Notice that the non-standard static semantics static is attached to the DCTG nodes in the same manner as the dynamic semantics dynamic and the operational semantics compile . Other non-standard semantics for various other types of analyses can be incrementally added to each node in a similar, consistent manner. When executed, each provides a further static analysis checker.

Notice how, with the DCTG approach, the various semantics are in similar forms, and occur textually close together in the Prolog code. This is of great advantage in the process of demonstrating the correctness of the translation from the mathematical specification to the executable compiler.

Chapter 14 gives the DCTG form of the definition of Tosca's various static and dynamic semantics, and its operational semantics in terms of Aida.

3.4 Further reading

For a good introduction to Prolog, see, for example [Sterling and Shapiro 1986] and [Clocksin and Mellish 1987] . [ Clocksin and Mellish 1987 , Chapter 9] describes DCGs.

The style used in section 3.2 follows [Warren 1980] .
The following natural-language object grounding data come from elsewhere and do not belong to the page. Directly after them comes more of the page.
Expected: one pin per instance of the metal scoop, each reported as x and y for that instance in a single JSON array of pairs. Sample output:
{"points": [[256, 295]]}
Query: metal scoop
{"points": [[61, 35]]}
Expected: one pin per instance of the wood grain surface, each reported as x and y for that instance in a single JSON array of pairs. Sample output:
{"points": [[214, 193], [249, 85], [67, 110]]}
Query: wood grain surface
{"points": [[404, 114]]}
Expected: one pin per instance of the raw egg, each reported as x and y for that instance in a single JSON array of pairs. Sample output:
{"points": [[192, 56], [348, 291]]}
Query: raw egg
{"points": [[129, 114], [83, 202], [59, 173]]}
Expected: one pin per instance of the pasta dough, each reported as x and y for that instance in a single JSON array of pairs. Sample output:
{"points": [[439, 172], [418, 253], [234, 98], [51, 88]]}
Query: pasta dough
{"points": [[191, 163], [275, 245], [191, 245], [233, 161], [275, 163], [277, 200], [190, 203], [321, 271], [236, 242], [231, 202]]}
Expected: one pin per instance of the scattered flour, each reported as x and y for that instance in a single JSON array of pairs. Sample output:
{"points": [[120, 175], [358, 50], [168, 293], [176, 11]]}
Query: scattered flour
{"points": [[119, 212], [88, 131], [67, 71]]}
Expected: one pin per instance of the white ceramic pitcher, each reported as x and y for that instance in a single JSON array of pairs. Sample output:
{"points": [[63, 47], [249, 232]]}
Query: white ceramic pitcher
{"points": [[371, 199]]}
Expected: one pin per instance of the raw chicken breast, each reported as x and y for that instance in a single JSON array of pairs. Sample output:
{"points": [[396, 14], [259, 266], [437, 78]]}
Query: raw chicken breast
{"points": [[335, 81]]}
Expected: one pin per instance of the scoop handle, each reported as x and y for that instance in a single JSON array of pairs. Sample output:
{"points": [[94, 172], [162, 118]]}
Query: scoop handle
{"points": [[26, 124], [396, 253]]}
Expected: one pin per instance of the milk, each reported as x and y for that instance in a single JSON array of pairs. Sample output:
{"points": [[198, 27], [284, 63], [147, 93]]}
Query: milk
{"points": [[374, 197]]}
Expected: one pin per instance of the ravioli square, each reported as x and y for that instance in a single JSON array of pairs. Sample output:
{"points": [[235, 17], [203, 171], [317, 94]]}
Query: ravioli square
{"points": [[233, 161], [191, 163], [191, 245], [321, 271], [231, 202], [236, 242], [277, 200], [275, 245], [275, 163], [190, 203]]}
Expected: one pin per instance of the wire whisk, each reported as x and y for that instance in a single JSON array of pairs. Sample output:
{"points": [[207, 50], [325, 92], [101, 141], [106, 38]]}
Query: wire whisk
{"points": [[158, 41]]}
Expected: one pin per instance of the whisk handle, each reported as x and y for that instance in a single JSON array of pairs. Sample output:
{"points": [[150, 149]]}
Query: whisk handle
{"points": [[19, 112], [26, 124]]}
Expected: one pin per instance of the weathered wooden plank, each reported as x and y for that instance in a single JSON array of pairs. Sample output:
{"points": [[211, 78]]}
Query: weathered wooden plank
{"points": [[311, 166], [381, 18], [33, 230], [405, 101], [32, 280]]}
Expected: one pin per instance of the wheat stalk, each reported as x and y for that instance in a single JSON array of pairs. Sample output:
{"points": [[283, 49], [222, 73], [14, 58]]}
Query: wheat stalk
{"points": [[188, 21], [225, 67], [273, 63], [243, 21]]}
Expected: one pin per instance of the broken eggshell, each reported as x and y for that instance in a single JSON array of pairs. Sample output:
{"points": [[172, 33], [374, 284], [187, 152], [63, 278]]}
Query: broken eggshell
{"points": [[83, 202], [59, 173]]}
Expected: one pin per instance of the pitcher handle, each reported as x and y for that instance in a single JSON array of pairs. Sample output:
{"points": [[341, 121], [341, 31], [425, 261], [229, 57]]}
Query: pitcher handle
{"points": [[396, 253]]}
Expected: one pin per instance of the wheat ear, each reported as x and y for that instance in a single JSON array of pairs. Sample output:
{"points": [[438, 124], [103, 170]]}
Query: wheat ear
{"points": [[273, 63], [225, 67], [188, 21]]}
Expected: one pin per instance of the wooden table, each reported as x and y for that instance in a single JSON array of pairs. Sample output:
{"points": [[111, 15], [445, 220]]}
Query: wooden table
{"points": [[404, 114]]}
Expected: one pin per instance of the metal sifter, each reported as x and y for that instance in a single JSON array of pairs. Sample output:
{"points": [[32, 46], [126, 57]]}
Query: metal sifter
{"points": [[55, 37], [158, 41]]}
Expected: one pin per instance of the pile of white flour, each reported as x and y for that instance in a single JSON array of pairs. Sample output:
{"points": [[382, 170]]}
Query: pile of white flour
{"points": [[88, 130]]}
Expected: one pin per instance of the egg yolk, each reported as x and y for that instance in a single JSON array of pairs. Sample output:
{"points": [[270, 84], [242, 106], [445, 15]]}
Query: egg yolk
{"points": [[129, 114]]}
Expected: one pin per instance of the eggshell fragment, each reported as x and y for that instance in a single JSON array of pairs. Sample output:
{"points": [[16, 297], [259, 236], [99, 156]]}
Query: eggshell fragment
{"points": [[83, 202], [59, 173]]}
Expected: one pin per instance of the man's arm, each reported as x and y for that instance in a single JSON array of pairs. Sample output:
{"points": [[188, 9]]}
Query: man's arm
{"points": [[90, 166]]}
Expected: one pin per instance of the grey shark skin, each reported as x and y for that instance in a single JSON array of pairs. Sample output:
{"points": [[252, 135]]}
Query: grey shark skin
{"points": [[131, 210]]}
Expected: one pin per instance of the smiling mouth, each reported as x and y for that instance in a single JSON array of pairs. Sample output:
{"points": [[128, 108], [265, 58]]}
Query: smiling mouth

DCTGs are described in [ Abramson and Dahl 1989 , Chapter 9], and the algorithm to convert a DCTG program to Prolog is listed in [ Abramson and Dahl 1989 , Appendix II.3]. The DCTG approach is the logic programming equivalent of Attribute Grammars [Knuth 1968] . The DCTG formalism does not distinguish between inherited and synthesized attributes, however, because Prolog's unification mechanism makes such a distinction largely unnecessary.